Even more important, the Inflation Reduction Act signed by Biden in August strongly encourages automakers to both produce cars and source their batteries and rare earth metals (either from mining or recycling) from North American sources if they want to secure the federal $7,500 tax credit. By 2024, 40% of the minerals must be extracted or processed in the U.S. (or a free-trade agreement country). After 2026, the requirement is 80% percent.
The new law has strongly stimulated domestic production of rare earth metals, and there has been a flurry of announcements. Piedmont Lithium said it plans to build lithium plants in North Carolina and Tennessee. The annual production target for just the Tennessee operation is double the current total U.S. production of lithium hydroxide. According to Keith Phillips, the company’s CEO, “Piedmont wants to be the biggest producer of lithium in North America.” And he said that the federal tax credit is a big driver. “Seventy-five hundred dollars is a lot of money,” he said.
Albemarle, which operates in Nevada the only existing lithium mine in North America, also said the Biden bill’s provisions would encourage it to develop new domestic mines and refining capacity for lithium. Canada’s Snow Lake Lithium has proposed a plant in southern Manitoba that it said would produce enough of the metal (160,000 tons) to power five million EVs over 10 years. Talon Metals has proposed what it said would be a sustainably operated nickel mine in Tamarack, Minnesota, but there has been some environmental pushback.

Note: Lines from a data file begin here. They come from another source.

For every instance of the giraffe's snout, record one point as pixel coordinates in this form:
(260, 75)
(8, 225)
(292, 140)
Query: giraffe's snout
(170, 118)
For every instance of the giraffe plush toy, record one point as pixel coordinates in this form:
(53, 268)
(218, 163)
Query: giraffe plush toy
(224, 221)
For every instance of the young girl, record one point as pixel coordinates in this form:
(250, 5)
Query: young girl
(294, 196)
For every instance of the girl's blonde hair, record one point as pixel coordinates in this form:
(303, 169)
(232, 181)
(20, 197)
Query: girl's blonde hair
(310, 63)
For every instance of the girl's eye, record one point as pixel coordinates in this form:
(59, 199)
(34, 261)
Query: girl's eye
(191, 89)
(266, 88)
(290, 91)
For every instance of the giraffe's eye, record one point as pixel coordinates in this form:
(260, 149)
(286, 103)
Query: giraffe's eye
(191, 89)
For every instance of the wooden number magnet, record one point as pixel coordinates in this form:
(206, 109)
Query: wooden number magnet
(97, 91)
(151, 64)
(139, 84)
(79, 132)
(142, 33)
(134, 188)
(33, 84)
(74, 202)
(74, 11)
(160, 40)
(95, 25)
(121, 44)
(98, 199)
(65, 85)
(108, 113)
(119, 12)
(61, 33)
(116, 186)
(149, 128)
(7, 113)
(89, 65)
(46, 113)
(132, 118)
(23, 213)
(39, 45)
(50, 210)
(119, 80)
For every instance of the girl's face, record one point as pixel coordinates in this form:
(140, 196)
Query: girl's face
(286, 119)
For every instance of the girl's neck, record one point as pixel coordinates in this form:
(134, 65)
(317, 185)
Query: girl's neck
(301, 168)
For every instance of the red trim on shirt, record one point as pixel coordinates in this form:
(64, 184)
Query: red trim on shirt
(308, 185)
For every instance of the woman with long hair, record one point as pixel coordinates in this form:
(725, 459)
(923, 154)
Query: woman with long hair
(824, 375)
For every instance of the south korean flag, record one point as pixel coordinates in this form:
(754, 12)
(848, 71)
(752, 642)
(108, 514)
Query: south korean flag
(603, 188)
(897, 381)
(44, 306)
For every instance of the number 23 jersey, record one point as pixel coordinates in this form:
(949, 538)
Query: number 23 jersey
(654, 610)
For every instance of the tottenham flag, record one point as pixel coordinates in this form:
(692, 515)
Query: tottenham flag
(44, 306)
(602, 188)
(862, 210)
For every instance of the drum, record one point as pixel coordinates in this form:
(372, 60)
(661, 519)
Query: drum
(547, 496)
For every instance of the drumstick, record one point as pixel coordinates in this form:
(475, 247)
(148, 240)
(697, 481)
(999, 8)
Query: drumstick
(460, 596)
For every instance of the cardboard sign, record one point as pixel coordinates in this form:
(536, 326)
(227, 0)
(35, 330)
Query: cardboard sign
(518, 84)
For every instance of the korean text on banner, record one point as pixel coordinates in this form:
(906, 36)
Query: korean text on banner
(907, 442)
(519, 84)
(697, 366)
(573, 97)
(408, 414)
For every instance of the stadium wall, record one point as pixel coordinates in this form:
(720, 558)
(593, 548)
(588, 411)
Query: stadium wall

Also facilitating a shift away from problematic production is the Responsible Minerals Initiative (RMI), which has more than 460 member companies. BMW, a signatory, has signed a long-term deal to buy cobalt from Morocco and Australia to avoid sourcing in the DRC. Other automaker partners include Daimler AG, Ford, GM, Honda North America, Stellantis, Tesla, Volvo and Volkswagen. RMI is also working on improving working conditions for the artisanal cobalt production that’s concentrated in two southern provinces of the DRC.